La P « S » n'a plus de projet dans le domaine économique, si ce n'est la poursuite de l'austérité, de l'ouverture à la mondialisation confirmée par le traité transatlantique ou TTIP et de la poursuite de la désindustrialisation. Il n'a plus de projet non plus dans bien d'autres domaines avec la destruction de l'école républicaine qu'il poursuit envers et contre tout, ou la fin des services publics dans une logique directement importée de Bruxelles. Il est ainsi cocasse, pour le moins, de voir ce parti faire voter une loi qui va tendre au remplacement des transports ferroviaires par des autobus, et en même temps s'enorgueillir du résultat de la COP-21. Les autobus, pour réduire l'empreinte carbone, il fallait y penser…
Le dilemme du Front National
Cette élection marque en apparence un échec pour le Front National qui, arrivé en tête au premier tour dans 6 régions de France métropolitaine, n'en conquiert aucune. C'est bien ainsi que les choses sont présentées dans la presse ce 14 décembre au matin. Il convient pourtant de modérer ce constat d'échec. Il cache des succès réels. En nombre de voix, le Front National a progressé de manière significative entre le 1er et le 2ème tour. Surtout, il va augmenter très sensiblement le nombre de ses conseillers régionaux (plus de 350) et bénéficier à la fois de la manne financière que cela représente et de l'enracinement qui en découle. Ce n'est pas rien, et il est surprenant que de nombreux commentateurs ne le mentionnent pas.
Cependant, et cela a déjà été écrit, ce 2ème tour confirme aussi ce qu'indiquait le 1er: le Front National n'arrive pas à rassembler autour de lui. Certes, il est le vainqueur du 1er tour, mais un vainqueur avec des réserves de voix très faibles. Cette situation le confronte à un problème majeur. Cela vient de l'ambiguïté qui a été cultivée dans sa ligne politique. Entre les discours des uns et des autres, ceux tenus à Hénin-Beaumont ou à Forbach et ceux tenus à Carpentras, il y a plus que des différences.
Le courant que l'on appelle « identitaire », et qui a été visible surtout dans la région PACA, s'il peut dans un premier temps gonfler les chiffres et conduire à des succès locaux, se révèlera à terme un obstacle insurmontable à toute logique de rassemblement. Ce discours, qui n'est clairement pas « républicains » en cela qu'il ne fait pas sien les principes de la République comme la laïcité et l'égalité, condamne dans le futur le Front National à connaître de nouvelles défaites dès qu'il lui faudra rassembler.
Entre être une force locale et être une force nationale, il devra choisir, et ce choix n'est pas sans difficultés.
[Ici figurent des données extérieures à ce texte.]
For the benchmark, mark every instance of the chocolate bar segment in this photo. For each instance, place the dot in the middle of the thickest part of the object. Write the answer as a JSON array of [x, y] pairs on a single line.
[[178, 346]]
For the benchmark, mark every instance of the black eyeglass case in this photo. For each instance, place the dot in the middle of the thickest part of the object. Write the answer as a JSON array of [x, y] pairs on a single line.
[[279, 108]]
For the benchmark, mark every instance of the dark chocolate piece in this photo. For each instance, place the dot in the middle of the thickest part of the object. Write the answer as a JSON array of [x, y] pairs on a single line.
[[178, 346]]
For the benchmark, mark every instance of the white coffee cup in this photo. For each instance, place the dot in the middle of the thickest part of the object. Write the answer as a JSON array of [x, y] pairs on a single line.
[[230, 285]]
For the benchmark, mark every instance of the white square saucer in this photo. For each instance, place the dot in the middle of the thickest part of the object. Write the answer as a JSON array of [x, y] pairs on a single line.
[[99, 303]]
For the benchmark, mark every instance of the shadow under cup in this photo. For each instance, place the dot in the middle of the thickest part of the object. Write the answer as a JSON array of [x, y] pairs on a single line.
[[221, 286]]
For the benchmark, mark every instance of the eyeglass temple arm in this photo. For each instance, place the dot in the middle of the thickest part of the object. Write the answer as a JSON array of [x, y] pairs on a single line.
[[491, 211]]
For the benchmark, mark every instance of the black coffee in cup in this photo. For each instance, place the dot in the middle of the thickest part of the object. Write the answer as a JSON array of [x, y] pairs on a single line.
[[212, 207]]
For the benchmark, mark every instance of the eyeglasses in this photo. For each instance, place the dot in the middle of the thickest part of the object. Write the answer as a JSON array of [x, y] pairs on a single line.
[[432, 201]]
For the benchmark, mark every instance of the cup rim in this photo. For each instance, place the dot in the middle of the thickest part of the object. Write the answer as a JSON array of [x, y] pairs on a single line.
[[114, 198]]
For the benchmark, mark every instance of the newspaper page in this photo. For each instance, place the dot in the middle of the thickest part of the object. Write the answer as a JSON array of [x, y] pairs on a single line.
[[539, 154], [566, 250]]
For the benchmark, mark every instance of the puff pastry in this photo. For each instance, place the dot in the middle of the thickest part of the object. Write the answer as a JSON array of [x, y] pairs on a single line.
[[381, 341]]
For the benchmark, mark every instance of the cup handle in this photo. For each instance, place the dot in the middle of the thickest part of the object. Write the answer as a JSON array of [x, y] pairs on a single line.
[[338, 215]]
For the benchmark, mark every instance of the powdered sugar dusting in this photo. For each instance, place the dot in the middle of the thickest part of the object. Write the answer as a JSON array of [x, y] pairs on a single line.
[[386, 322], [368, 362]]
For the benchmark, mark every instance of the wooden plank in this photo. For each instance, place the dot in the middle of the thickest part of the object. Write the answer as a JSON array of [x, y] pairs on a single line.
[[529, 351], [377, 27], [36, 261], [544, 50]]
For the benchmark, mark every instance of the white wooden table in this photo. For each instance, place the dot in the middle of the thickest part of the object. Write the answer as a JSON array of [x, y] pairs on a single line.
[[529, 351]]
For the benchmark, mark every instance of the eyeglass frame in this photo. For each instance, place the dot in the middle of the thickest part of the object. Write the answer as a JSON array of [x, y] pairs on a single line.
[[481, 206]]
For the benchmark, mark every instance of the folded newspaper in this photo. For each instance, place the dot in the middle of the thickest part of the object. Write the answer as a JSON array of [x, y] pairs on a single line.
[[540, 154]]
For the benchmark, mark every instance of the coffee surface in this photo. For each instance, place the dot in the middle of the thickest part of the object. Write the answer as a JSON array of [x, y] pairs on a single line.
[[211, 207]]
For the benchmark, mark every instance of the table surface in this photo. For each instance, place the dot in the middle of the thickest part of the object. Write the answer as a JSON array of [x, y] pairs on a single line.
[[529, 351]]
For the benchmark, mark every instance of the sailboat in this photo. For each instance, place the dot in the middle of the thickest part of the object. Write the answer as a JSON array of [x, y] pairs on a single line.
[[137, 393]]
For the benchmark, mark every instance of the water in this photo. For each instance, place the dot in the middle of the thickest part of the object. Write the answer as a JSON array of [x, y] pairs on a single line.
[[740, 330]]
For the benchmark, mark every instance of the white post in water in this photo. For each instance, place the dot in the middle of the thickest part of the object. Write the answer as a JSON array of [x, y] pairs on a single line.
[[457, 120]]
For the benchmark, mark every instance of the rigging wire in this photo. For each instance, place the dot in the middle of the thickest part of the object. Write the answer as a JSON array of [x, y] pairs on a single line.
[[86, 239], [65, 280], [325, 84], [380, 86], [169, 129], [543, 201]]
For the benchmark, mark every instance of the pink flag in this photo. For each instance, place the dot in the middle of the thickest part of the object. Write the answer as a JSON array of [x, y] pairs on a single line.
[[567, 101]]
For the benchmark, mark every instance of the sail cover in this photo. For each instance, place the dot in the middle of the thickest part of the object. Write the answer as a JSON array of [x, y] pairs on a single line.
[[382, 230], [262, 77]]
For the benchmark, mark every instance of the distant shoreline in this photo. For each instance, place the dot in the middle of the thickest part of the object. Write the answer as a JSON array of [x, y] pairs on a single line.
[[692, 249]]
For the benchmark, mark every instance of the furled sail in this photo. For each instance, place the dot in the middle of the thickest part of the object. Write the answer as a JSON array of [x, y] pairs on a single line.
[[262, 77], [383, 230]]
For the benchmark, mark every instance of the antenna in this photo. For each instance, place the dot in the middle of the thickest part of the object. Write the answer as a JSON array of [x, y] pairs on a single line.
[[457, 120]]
Le Front National devra aller au-delà du chemin qu'il a déjà parcouru, car il ne peut se contenter d'une simple « dédiabolisation ». Pour vaincre au niveau national, il faut aussi réunir dans ce cadre national. Cela implique de passer du stade d'un parti de dénonciation à celui d'un parti de propositions, et de la faire sans perdre la dynamique qui a été acquise dans la dénonciation d'un état de fait qui révolte une large partie des français. Pour le Front National aussi, c'est l'heure de l'examen de conscience et du choix de stratégie.